# MTD riding tractor just up and died...



## robertson39 (Oct 28, 2010)

I was using it today and was riding across the lawn when the engine quit. No sputter or anything. I wasn't using the mower, just moving some leaves with the tractor. It has gas and was running fine for several hours. 

It's a Yardmachines (16/42) with a B&S engine/hydrostatic tranny.

I tried to restart it and it turned over fine but no ignition. I looked for the obvious stuff (seat switch seems Ok, and no disconnected wires). I pulled off the plate where the transmission release and break controls are and the wiring there looks ok. However, after I put that back together, it wouldn't even turn over. Now I'm stumped. Too much electrical for me. Anything more than the starter switch and the magneto on my old gravely and I'm stumped.

Any ideas appreciated.


----------



## jsohn (Oct 17, 2010)

Do you have continuity between the positive on the battery and the connector on the starter motor (when you are sitting on seat, depressing brake, turning key, etc.)? If you do not then it is one of your safety switches that is not allowing current through the starter solenoid. If you have continuity between these points, your starter is shot or your battery is dead or some other problem. When the engine cranked for the first time, did you test for spark?


----------



## robertson39 (Oct 28, 2010)

*Answers for jsohn*

So, it was turning over just fine but wouldn't fire and I moved it to the garage to check for a spark.
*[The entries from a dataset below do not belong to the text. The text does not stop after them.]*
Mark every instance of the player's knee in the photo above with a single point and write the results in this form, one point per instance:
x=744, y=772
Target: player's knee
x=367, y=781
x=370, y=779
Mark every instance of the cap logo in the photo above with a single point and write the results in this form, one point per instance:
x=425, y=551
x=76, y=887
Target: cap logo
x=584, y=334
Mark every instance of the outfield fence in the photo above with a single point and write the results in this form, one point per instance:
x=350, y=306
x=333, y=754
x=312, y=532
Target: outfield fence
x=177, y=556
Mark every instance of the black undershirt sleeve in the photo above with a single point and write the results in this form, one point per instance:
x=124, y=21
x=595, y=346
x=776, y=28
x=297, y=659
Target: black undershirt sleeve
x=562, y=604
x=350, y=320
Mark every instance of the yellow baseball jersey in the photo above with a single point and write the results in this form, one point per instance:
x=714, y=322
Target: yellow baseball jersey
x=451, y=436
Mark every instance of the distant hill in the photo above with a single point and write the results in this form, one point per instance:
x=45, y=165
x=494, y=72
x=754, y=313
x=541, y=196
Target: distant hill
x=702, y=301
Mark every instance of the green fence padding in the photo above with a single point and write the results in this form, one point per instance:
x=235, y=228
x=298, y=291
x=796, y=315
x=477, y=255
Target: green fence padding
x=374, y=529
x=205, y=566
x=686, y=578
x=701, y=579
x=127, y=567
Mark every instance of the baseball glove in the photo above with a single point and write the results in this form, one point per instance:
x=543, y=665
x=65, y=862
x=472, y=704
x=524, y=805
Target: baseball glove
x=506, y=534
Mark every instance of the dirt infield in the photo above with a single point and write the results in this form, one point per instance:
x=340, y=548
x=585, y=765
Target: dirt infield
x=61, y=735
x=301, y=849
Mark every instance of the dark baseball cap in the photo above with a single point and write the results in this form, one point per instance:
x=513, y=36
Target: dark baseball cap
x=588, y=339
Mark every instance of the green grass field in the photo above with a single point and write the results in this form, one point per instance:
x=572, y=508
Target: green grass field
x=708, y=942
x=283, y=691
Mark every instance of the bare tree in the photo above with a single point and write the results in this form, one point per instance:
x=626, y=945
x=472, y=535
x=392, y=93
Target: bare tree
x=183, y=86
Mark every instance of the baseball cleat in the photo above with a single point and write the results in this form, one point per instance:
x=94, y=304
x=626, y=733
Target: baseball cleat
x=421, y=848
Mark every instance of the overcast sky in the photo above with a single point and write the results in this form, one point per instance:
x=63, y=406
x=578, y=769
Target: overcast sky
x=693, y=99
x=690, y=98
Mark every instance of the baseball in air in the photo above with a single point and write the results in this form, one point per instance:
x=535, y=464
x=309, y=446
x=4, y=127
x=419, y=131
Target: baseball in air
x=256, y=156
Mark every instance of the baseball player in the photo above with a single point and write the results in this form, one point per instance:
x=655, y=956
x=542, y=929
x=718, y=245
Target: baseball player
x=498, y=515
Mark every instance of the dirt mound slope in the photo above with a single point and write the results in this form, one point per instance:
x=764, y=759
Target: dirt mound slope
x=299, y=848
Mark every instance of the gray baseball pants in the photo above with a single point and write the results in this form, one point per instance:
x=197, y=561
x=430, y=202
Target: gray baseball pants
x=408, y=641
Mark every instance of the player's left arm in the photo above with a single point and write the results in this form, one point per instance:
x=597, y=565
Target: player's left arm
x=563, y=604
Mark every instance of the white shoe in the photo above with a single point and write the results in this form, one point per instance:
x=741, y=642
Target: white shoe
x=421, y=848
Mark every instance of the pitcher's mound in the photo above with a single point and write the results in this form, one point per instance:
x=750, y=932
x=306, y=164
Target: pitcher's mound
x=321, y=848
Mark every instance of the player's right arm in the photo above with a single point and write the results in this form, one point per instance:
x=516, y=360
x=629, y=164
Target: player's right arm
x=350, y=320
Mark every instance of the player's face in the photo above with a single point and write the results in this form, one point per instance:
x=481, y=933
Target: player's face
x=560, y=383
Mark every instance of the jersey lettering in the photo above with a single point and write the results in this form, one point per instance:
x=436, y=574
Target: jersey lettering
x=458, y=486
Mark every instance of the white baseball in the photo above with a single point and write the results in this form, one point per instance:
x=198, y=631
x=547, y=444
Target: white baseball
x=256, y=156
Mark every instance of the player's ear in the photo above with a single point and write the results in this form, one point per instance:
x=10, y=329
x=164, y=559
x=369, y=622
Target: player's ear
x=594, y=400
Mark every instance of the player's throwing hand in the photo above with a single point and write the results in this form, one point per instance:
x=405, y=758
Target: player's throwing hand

After I pulled the plug wire and put in on another sparkplug I had. I went to turn it over and nothing.


----------



## dangeroustoys56 (Jul 26, 2010)

Electrical issues are definitely the worst issues to have. Try these first: Near the battery or starter solenoid, theres a small inline fuse - sometimes this gets corroded or just fails - that can cause a 'no start- no turnover' - if that doesnt do it ( to at least crank it over) then its probably another open circuit somewhere. More then likely youll need to go thru the whole electrical system, safeties, ign swich, solenoid - dont forget the battery cables either- could be simple as corrosion or failure of all ( might be best to get another switch and solenoid to at least rule those out).

As for no spark, try unhooking the magneto kill wire ( usually a single black wire by the carb - sometimes goes in front of the motor and out by the starter motor) - unhook it, put the tractor in neutral , chock the wheels and try turning it over and seeing if theres spark - sometimes a dead ign switch will cause the magneto to ground out - it happened on my 82 dynamark's original ign switch last year.

If nothing else works, unfortunately youll be needing a new magneto.


----------



## robertson39 (Oct 28, 2010)

Ok. It was the coil/magneto. The no turnover was just the batter giving up. What a PIA.....


----------